Говорил он взахлеб, торопливо, видно, боялся услышать еще раз отказ.
В их простой крестьянской семье так не называли друг друга. Василий, ухаживая за своей будущей женой, никогда не говорил ей ласково. Даже слово «люблю» он ни разу не произнес, а просто сказал ей, когда подошло время: «Давай, Клава, распишемся». Любовь как бы сама собой подразумевалась в их отношениях, и зачем о ней надо говорить.

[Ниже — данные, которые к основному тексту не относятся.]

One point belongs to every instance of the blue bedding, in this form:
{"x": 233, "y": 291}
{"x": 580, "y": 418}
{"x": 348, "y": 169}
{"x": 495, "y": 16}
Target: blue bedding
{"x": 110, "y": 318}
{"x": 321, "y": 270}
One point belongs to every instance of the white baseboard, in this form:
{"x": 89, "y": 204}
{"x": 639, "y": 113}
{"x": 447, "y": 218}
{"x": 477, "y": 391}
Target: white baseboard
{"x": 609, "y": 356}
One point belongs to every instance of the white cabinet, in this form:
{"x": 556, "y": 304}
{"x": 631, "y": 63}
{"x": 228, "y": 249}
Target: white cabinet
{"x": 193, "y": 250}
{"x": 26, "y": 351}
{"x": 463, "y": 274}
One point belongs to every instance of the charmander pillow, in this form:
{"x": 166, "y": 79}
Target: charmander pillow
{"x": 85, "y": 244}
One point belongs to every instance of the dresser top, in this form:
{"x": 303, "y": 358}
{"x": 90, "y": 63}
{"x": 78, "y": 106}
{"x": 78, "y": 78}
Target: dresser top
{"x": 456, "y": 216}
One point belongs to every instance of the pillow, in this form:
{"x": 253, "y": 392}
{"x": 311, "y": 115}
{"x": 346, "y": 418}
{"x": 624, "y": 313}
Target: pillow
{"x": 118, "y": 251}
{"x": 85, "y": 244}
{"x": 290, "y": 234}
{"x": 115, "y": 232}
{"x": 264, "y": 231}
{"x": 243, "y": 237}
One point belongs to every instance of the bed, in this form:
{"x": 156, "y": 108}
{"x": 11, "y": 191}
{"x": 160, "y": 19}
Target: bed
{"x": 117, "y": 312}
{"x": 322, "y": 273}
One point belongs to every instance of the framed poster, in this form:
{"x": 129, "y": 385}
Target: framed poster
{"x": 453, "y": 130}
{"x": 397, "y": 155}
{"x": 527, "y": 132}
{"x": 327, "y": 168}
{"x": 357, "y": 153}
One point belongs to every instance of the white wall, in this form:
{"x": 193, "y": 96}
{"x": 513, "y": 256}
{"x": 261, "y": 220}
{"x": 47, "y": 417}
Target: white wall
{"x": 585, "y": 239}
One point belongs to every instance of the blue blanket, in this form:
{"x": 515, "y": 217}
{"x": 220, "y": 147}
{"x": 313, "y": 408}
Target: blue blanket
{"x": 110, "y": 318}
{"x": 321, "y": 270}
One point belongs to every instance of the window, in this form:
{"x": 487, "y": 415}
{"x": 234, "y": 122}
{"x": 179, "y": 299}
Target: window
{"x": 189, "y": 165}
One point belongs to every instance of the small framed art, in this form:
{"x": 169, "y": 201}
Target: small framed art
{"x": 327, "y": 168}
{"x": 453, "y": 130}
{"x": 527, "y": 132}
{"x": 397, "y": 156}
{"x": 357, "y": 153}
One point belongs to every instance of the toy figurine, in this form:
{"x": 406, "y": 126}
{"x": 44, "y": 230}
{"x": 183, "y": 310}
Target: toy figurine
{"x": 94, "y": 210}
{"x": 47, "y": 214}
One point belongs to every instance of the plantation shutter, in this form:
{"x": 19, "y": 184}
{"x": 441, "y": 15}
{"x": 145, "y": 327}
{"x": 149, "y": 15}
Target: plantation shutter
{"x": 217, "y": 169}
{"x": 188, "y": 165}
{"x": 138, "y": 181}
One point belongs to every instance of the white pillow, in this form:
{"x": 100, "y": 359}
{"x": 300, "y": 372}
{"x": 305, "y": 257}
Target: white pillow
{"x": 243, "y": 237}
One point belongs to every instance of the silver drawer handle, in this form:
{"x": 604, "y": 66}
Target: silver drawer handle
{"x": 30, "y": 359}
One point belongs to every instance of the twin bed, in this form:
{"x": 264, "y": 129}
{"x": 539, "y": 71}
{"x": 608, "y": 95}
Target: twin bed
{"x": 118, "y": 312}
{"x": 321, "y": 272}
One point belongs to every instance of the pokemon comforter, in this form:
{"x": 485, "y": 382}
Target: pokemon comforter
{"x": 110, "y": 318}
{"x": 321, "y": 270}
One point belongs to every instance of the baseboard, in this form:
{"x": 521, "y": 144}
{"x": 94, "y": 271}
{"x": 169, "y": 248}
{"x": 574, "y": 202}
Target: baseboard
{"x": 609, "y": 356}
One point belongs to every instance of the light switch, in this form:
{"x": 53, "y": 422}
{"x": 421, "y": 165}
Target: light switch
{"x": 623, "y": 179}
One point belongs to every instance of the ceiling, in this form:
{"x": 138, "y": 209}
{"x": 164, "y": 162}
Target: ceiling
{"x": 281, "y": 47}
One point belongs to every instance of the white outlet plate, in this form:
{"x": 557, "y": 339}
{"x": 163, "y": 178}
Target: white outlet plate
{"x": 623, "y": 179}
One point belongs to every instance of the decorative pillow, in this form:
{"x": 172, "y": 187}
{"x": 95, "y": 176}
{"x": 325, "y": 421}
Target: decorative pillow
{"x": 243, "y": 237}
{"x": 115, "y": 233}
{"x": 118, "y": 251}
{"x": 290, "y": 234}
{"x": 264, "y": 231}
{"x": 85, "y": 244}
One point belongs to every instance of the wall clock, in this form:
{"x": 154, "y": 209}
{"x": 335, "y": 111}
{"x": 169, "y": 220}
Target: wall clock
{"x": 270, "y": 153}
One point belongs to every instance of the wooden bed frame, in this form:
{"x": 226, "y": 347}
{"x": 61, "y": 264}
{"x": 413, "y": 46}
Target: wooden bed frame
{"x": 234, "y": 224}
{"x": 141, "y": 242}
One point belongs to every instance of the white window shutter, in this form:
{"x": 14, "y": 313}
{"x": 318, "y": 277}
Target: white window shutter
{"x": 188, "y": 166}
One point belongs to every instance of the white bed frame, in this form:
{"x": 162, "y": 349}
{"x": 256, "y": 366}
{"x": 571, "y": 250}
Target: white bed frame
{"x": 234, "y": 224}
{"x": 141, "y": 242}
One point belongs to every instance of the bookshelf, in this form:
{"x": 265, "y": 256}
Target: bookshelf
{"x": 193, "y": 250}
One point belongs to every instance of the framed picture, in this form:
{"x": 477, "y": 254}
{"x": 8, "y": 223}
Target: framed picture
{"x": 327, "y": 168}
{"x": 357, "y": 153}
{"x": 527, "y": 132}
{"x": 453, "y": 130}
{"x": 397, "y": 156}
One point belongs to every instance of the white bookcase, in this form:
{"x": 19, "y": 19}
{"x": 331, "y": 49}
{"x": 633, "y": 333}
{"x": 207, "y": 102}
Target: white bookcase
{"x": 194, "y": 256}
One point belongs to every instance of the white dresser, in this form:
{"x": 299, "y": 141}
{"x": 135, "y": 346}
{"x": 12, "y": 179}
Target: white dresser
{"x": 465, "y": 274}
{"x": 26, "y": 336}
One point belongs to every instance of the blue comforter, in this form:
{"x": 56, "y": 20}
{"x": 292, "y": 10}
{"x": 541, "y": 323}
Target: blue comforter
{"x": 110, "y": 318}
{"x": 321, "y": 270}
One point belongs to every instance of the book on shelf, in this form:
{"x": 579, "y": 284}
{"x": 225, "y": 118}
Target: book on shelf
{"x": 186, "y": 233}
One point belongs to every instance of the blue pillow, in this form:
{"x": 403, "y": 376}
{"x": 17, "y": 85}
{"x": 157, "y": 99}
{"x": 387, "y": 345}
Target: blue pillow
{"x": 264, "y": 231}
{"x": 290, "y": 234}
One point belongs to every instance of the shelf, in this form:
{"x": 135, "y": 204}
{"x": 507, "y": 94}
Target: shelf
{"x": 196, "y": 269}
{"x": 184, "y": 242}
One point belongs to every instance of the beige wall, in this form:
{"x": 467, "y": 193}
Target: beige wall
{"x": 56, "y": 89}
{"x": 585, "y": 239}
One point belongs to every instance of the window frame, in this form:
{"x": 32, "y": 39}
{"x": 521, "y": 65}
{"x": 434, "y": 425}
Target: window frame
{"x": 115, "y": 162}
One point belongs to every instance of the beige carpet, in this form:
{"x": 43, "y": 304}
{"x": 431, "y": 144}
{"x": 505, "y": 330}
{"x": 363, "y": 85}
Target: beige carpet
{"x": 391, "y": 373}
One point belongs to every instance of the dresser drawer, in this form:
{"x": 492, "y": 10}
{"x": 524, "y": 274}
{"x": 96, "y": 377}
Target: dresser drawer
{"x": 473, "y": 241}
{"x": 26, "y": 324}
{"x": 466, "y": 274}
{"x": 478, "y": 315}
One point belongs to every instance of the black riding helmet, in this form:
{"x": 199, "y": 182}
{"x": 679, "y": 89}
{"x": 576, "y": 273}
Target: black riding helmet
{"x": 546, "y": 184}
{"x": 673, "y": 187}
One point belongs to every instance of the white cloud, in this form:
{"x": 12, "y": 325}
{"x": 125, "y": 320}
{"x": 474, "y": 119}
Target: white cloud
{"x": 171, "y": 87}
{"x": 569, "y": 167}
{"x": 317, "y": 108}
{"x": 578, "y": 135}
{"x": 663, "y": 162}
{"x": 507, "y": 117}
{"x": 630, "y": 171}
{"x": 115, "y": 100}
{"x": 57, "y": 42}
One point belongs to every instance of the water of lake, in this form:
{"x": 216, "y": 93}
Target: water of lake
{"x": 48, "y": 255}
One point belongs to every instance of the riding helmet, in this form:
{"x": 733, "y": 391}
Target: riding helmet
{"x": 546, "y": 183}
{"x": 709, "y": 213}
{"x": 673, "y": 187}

Где Славка узнал такие слова? В школе, что ли, его научили. Они-то и поколебали Василия. Славка почувствовал его нерешительность и заговорил с еще большим жаром:
— Папа! Расхороший мой папочка! Я пойду с тобой! Ладно?..
Василий сознавал, что делает не то, но в эту минуту у него не повернулся язык отказать сыну. Не слова в конце концов переубедили его: он видел, как сильно сыну хочется пойти с ним на охоту.
Всю дорогу они шли молча. Сын больше не решался с ним заговорить и радовался про себя. А охотничье настроение Василия было испорчено: смутная тревога вкрадывалась в душу. Но это не было, конечно, предчувствием страшной беды.
За себя Василий никогда не боялся. Казалось, с ним ничего не могло произойти, словно он был заговоренный.
Солнце еще не взошло, и небо было как разбавленное водой молоко. На рассвете чистое небо всегда кажется таким. День сулил быть ясным. Уже несколько дней стояла сухая теплая погода. На дороге толстым слоем лежала пыль. В утреннем воздухе она лениво поднималась из-под их сапог.
Они свернули с дороги и пошли опушкой леса. Роса быстро смыла пыль с обуви. Василий как будто и не спешил, но шел ходко. Сын едва успевал за ним. Через двадцать минут они были уже на месте.
Бригадир сильно преувеличил, сказав, что кабаны выпахали полполя. Оно было подпорчено у самого леса. Тут было тихо, глухо, и кабаны стали считать поле своим и, наверно, наведывались сюда каждый день.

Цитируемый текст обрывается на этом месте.